A second area I saw as R&D only a few years ago was printing living tissue in labs. There are already some bio-plotters on the market. I know very little about this area but printing organs is not out of the question. With the amount of money that goes into medical here in the US, you can bet there will be a lot of development in this area going forward.

Finally a word about the low cost printers. Certainly they are a step back from even some of the earliest 3D printers but they serve an important function. They are going to make 3D printing accessible and a lot of people will learn skills to make parts. Even if they are used mostly for toys and knick-knacks, people will learn how to manipulate 3D data so they can print a customized piece. Those same people will quickly learn the limitations (and costs) that the consumer systems have and will likely migrate to having work done at a service bureaus where more sophisticated machines can make better quality parts. In other words, the consumer printers are the door or entry point into the 3D manufacturing world and will educate those with an interest along the way.
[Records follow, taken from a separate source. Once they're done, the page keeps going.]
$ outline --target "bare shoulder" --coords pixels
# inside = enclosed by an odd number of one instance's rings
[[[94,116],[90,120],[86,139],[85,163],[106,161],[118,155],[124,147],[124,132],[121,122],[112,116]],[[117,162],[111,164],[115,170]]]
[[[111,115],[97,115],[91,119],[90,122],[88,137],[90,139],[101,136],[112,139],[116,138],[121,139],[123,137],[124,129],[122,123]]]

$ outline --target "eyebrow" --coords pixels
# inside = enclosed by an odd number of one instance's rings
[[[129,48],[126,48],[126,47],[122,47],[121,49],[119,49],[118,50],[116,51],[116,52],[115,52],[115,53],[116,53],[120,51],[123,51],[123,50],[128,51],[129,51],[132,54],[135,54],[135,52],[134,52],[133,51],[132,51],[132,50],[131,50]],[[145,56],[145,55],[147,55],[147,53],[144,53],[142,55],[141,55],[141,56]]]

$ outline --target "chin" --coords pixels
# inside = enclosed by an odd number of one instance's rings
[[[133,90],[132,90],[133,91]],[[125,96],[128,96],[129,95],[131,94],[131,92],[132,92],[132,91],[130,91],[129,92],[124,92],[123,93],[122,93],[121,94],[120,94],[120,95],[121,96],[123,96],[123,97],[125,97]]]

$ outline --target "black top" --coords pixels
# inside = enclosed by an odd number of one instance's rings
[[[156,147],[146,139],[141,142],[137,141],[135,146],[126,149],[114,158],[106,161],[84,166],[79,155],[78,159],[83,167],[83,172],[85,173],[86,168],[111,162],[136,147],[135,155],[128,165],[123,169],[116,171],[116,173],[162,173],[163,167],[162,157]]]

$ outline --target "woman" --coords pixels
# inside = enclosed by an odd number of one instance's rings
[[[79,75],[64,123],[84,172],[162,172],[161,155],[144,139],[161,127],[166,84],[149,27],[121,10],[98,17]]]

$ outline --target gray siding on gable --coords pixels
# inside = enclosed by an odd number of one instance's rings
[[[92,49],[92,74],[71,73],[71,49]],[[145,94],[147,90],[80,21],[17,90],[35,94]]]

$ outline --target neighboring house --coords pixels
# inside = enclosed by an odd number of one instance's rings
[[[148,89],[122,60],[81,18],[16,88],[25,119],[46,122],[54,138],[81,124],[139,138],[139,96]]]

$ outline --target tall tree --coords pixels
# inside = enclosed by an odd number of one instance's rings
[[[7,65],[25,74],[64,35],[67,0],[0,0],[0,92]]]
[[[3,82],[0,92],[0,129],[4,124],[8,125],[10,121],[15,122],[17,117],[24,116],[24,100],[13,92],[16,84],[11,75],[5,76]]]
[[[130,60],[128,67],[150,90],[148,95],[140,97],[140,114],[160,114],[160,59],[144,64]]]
Maybe it's oversold, but my bet is that it's not. Research continues, so who knows what will be possible in the future. For example, Oak Ridge and Lockheed are teaming up to develop a concept called Big Area Additive Manufacturing (BAAM). The following pdf envisions "3D Printing" a fighter jet:

http://www.ornl.gov/sci/manufacturing/docs/AM&P_March%202013_cvr_w-articles.pdf

Fanciful today, but maybe not in the not so distant future. If successful, imagine the applications.

sean2829,
Thanks for the tutorial/update on 3D printing. I have been retired for 13+ years and out of touch but I was aware of laser/E-beam sintering during the nineties and, in particular, its use for prototyping. Things seem to have progressed pretty much as I anticipated except for the biological applications, which are especially exciting. I can see these bio-plotters becoming a very big thing along with custom medical implants.
As always, new technologies lead to new applications. This is just the beginning.

Wow!

Right. I should have referred only to the cheap, plastic filament machines.

I spent 40+ years in technology development but I still underestimate the speed at which new applications are developed. For instance, LEDs for general lighting have come along much more quickly than I expected. I may wind up discarding a lot of those incandescent bulbs that I have hoarded.

Wouldn’t an aspheric lens used to correct eye disorders have to move with the eye so as to keep the line of sight along the optical axis of the lens? Depending on the degree of asphericity any misalignment would result in serious astigmatism.